Designing a full life without optimizing everything
On intention over efficiency, and why a good life quietly resists being turned into a dashboard.
There is a particular modern temptation to treat a life like a system to be optimized: track the habits, score the days, squeeze the inefficiencies, turn every corner of living into a dashboard with a number going up. It is seductive, and it quietly hollows out the very things it claims to improve.
When optimization eats meaning
Optimization needs a metric, and a metric needs everything to be comparable. But much of what makes a life full, a slow conversation, an aimless walk, a hobby you are gloriously bad at, resists measurement, and so it gets optimized away, not because it lacks value but because it lacks a number. What cannot be counted starts to feel like it does not count.

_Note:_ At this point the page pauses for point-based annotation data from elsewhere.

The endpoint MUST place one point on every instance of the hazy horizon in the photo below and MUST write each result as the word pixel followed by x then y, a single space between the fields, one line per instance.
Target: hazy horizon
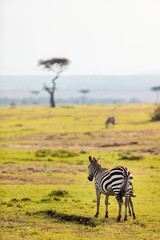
pixel 69 86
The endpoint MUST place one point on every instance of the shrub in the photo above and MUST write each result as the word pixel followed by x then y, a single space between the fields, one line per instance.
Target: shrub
pixel 59 193
pixel 156 114
pixel 43 152
pixel 63 153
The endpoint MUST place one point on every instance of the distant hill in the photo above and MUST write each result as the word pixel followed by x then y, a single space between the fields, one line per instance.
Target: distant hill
pixel 102 89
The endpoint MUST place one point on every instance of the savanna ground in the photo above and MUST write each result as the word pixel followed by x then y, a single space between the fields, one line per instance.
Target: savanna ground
pixel 44 191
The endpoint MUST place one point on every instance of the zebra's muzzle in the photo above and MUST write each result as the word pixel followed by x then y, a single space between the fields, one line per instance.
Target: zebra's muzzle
pixel 90 178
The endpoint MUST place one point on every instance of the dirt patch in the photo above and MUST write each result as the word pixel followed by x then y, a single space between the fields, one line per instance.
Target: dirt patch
pixel 66 218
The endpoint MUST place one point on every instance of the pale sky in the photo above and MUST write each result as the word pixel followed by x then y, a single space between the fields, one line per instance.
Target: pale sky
pixel 98 36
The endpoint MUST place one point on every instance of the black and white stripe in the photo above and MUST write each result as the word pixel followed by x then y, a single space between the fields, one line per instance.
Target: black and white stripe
pixel 117 181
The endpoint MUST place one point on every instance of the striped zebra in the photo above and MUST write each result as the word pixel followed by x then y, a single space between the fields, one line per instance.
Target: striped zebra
pixel 110 120
pixel 117 181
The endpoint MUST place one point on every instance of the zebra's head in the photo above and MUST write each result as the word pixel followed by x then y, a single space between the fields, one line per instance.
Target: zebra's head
pixel 91 167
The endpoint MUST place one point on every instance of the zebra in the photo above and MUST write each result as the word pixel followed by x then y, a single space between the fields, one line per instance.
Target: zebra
pixel 117 181
pixel 110 120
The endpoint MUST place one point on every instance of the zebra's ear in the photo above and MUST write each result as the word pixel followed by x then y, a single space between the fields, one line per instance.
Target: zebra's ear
pixel 98 159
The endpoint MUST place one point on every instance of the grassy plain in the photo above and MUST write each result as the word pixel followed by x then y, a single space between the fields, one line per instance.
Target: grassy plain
pixel 44 191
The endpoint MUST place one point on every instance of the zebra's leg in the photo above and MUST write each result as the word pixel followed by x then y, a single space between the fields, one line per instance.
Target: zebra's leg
pixel 120 202
pixel 106 202
pixel 129 206
pixel 132 208
pixel 98 202
pixel 127 200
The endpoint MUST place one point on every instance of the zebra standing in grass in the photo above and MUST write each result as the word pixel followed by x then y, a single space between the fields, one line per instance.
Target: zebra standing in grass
pixel 117 181
pixel 110 120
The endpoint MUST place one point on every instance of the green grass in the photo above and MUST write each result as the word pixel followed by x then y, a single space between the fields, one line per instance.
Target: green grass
pixel 44 191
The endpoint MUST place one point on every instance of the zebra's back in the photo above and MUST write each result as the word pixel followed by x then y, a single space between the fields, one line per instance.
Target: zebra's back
pixel 114 182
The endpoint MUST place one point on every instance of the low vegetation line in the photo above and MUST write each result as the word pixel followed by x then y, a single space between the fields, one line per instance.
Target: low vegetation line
pixel 65 217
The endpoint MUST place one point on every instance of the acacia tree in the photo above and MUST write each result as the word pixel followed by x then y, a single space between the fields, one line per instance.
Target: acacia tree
pixel 57 65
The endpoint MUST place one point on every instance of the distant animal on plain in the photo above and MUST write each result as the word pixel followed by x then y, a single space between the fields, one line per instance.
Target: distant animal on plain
pixel 117 181
pixel 12 105
pixel 110 120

Not everything that matters can be measured, and the instinct to optimize quietly deletes whatever refuses to become a metric.
The dashboard fallacy
A full life is not an under-optimized one; it is a considered one. The goal is not maximum output per hour. It is a shape you would actually want to live inside, with room for depth, curiosity, rest, and the unproductive pleasures that turn out to be the point.
Intention over efficiency
The alternative to optimizing everything is not drifting; it is designing with intention. Decide, in your own words, what a full season looks like, and let that, rather than a productivity score, be the thing you organize around. Ask of a new commitment not "is this efficient?" but "does this belong in the life I am trying to build?"
Some things deserve to be done slowly and well, or not at all. A life designed only for efficiency is very good at producing a life no one particularly wanted.
A full life is not an optimized one. It is a considered one.